The next line reads, "The police opened fire first and continued to shoot at the crowd as they ran away in fear." There is also evidence that the police opened fire first, as when Lieutenant Colonel Pienaar arrived in the compound, instead of trying to persuade the crowd to calm down or even attempt to use methods of persuasion, he ordered the police to "Load five rounds." From their he said no more to his officers, or the men. Later, Colonel Pienaar stated that he thought that this would frighten the crowd. He then carried on to say that he had purposefully said only to load five rounds as if they were told to fire, they would only shoot so many, but his officers didn't understand this as their must have been a lack of communication between the officers and lieutenant. This could possibly mean that the massacre, even though a bloodshed, could have been an accident. Some of the Africans near the gate heard a shot and that they heard a policeman shout 'Fire'.
What could have happened was that the tension between the police and the crowd grew, and the sound of a single gun shot could of lead a chain reaction. As soon as the guns were heard, the crowd turn and ran. This is a fact not only because it was witnessed, but because the majority of the bullets that killed and injured the crowd entered through the back. Therefore, both lines of the quote are backed up with sufficient evidence by eyewitnesses and hospital records.

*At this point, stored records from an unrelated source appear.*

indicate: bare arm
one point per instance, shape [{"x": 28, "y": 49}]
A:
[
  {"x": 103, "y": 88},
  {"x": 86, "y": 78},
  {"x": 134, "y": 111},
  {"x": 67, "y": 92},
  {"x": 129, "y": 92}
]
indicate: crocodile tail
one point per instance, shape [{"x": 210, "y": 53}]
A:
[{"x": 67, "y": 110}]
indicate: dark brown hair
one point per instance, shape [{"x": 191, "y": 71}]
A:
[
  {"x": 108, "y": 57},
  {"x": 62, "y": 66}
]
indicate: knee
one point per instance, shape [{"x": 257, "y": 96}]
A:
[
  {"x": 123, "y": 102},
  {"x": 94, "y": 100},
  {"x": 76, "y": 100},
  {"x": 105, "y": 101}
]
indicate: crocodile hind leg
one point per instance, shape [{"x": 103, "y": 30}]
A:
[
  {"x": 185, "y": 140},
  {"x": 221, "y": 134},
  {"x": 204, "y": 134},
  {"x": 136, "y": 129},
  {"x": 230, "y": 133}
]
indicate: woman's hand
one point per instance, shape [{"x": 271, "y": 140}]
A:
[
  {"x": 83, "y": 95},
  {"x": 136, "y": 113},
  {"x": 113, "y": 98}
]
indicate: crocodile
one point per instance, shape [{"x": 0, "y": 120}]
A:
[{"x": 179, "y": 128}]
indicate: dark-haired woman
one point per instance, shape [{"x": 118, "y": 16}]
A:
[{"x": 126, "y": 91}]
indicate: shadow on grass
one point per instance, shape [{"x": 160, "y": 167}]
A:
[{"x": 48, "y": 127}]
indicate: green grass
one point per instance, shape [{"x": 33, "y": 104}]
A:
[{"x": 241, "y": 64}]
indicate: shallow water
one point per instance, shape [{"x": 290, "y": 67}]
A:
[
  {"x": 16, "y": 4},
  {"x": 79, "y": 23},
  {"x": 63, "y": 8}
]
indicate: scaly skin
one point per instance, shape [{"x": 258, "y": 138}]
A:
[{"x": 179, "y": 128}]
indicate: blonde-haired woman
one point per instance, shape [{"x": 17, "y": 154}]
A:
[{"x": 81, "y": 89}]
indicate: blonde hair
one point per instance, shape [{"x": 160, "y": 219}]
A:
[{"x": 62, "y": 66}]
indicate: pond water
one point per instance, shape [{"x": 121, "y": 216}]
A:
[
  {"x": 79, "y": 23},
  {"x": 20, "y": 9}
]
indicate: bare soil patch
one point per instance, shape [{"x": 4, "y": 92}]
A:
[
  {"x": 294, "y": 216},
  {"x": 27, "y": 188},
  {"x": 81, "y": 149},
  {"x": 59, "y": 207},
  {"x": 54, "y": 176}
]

The second quote from a book published in South Africa states, "The police were under attack and opened fire in self - defence." There were eye witnesses by both Africans and Europeans that the crowds were shouting but no aggressively, but the police did say that the crowd was becoming impatient. In source A, there is a small piece of evidence that the police were being harsh. Tyler wrote, "There were plenty of police to, well armed. A constable shoved his rifle against my windshield. Another pointed his rifle at my chest. Another leaned into the car shouting, 'Have you got a permit to be here?' I said no, whereupon he shouted, 'Then get out, get out, get out! Or I will arrest you on the spot.' "
This could possibly mean that the shooting by the police was out of pure hatred of the blacks, just as when Mr. Justice Vessels replied when he was asked if he had learnt any useful lessons from the events of Sharpeville, he replied, "Well, we may get better equipment."
There was also racism and hatred shown in source H when Lieutenant Colonel Pienaar was asked about the event and he replied, "the Native mentality does not allow them to gather for a peaceful demonstration, For them it means violence." This could mean, that with the officers and Lieutenants so racist, that it wasn't truly an accident.
Therefore, I believe that there is much more evidence supporting the first quote in the biography of Nelson Mandela, than the second quote in a book of South Africa.